Subsequently the Court visited Mt. Zion Cemetery for the second time and noted the volunteer work performed in the Dumbarton Church portion of the cemetery and the unkept condition of the Society portion.
On December 13, 1974, the Court issued an Order authorizing ABC and those acting in concert with it to contribute voluntarily their labor and services to remove dead trees, small trees, saplings, trash, and undergrowth from the Female Union Band Society portion of Mt. Zion Cemetery. The Court conditioned the acceptance of such volunteer services on the furnishing of adequate insurance to cover liability or waivers of liability by the volunteers.
On March 27, 1975, ABC moved the Court to amend its December 13 Order to permit additional interim care of the Graveyard. This motion was vigorously opposed by trustee Robert T. Smith at a hearing on April 7. On April 8, 1975, the Court issued an Order authorizing ABC and those acting in concert with it to transcribe the present location of all graves, markers, and memorials; catalog and mark all memorial and burial markers; temporarily remove all markers and monuments for the purpose of grading and filling sunken grave sites; seed and plant appropriate ground cover; and construct a temporary fence or other barrier to restrain persons from dumping trash or refuse on the property. Again ABC was directed to provide liability insurance or waivers of liability.
On July 24, 1975, the Court received a letter from the D.C. Health Department dated July 17, 1975, stating that the Mt. Zion Cemetery, including the west section owned by the Female Union Band Association, is in conformity with Health Department regulations with the exception of leveling the earth over certain sunken graves and providing ground cover. The letter noted that ABC is completing the transcription of grave markers and then intends to fill sunken graves and seed the ground.
The Court has made another visit to the Cemetery and observed that work is progressing.
III. Efforts at Preservation.
At the same time that ABC by leave of Court was making efforts to restore Mt. Zion Cemetery to bring it into conformity with Health Department regulations, it was also trying to find a way to provide perpetual care for the cemetery. ABC petitioned the Joint Committee on Landmarks of the National Capital
to designate Mt. Zion Cemetery an Historic Landmark. A hearing was held on March 7, 1975, at which time the Committee's staff recommended that the petition be granted. Robert T. Smith, one of the trustees of the Graveyard, and Vincent deForest, chairman of ABC, were among those who testified concerning the petition.

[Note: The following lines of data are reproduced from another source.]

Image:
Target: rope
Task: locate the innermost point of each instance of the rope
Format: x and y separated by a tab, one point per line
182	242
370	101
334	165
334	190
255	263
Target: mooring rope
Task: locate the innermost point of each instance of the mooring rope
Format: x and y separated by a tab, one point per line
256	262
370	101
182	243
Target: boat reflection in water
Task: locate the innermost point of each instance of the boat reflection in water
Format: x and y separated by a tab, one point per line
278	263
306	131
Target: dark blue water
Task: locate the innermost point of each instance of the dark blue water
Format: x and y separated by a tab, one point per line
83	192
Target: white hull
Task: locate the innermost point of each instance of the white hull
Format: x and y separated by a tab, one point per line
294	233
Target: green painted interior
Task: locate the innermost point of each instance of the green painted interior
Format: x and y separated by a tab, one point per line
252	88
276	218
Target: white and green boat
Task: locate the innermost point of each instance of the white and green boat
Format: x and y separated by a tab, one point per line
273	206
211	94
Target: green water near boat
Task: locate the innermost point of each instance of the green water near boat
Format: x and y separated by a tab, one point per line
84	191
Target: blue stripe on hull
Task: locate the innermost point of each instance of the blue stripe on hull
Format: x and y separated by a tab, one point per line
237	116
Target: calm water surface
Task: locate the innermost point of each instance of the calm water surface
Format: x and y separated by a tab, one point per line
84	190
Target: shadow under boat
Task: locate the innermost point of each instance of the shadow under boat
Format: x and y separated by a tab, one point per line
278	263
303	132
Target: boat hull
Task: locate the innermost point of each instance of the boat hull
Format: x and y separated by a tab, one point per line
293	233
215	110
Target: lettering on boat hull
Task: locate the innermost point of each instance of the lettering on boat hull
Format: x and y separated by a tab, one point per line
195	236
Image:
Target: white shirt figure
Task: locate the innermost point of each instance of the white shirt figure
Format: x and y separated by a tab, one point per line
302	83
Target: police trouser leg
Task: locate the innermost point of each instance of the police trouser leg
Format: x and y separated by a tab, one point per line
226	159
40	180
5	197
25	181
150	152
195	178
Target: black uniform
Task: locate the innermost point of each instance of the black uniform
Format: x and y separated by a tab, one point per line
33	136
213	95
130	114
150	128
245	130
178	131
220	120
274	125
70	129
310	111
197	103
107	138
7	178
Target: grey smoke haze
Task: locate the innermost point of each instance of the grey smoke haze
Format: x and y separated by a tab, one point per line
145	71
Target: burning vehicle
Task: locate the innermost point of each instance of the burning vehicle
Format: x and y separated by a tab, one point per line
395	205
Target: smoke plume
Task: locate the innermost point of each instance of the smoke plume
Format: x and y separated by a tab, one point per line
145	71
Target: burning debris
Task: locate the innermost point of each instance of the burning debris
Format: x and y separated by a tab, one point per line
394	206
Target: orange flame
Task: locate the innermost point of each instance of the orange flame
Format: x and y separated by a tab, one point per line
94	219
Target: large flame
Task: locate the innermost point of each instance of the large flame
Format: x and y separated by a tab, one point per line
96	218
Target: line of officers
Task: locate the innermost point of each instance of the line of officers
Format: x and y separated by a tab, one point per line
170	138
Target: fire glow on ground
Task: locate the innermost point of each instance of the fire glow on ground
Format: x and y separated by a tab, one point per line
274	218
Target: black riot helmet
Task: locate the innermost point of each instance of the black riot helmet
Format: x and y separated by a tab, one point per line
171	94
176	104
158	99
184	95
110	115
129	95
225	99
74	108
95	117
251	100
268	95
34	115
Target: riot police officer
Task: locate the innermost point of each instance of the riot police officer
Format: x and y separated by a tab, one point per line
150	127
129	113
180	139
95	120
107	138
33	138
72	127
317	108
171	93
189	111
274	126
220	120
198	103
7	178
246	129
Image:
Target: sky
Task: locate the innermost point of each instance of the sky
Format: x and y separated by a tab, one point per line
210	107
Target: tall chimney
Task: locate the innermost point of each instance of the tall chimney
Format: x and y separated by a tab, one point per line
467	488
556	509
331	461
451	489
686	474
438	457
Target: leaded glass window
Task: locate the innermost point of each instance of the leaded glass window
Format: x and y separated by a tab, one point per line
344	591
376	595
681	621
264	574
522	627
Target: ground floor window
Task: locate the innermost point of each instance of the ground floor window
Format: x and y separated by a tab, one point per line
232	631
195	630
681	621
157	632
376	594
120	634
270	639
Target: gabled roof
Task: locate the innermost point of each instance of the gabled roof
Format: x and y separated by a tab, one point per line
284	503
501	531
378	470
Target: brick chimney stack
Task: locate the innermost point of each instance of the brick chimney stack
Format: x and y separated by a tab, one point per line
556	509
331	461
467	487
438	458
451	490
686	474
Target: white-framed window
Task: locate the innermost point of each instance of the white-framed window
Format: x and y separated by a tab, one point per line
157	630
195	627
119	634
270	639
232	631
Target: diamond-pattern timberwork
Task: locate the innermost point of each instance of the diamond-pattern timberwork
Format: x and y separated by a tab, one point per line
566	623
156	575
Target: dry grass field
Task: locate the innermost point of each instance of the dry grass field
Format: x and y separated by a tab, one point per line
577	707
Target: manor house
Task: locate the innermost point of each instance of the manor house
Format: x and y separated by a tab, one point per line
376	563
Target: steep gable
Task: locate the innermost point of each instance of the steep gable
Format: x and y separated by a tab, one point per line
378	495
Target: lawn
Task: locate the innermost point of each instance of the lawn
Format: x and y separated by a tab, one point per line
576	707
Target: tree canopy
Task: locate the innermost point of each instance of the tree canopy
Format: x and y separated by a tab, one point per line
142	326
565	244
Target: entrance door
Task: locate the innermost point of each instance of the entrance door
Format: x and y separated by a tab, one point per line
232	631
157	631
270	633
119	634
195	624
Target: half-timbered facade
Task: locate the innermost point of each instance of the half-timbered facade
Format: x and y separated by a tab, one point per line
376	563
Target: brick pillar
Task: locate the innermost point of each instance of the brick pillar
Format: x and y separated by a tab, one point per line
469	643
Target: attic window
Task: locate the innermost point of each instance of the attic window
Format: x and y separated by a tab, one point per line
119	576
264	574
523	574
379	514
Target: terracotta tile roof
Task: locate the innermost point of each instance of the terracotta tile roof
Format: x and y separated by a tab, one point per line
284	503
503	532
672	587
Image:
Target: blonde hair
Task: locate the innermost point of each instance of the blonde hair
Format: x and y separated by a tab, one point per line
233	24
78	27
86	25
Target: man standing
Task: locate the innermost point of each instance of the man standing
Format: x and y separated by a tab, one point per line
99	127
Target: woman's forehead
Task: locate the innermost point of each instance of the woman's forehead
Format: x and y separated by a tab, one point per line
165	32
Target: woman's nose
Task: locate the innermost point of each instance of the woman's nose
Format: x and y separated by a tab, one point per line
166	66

On April 29, 1975, the Joint Committee announced its decision granting ABC's petition. The Committee designated Mt. Zion Cemetery an Historic Landmark and recommended it for nomination to the National Register of Historic Places. It explained its reasons as follows:
The Mount Zion Cemetery (Methodist Episcopal Burying Grounds; Female Union Band Society Graveyard) qualifies as a Category II Historic Landmark of importance
which contributes significantly to the cultural heritage or visual beauty and interest of the District of Columbia and its environs and which should be preserved or restored for the following reasons:
(1) Its history and that of the generations of Blacks both free and slave interred therein uniquely convey the quality and thrust of Black life and evolving free Black culture in the District of Columbia from the earliest days of the city to the present.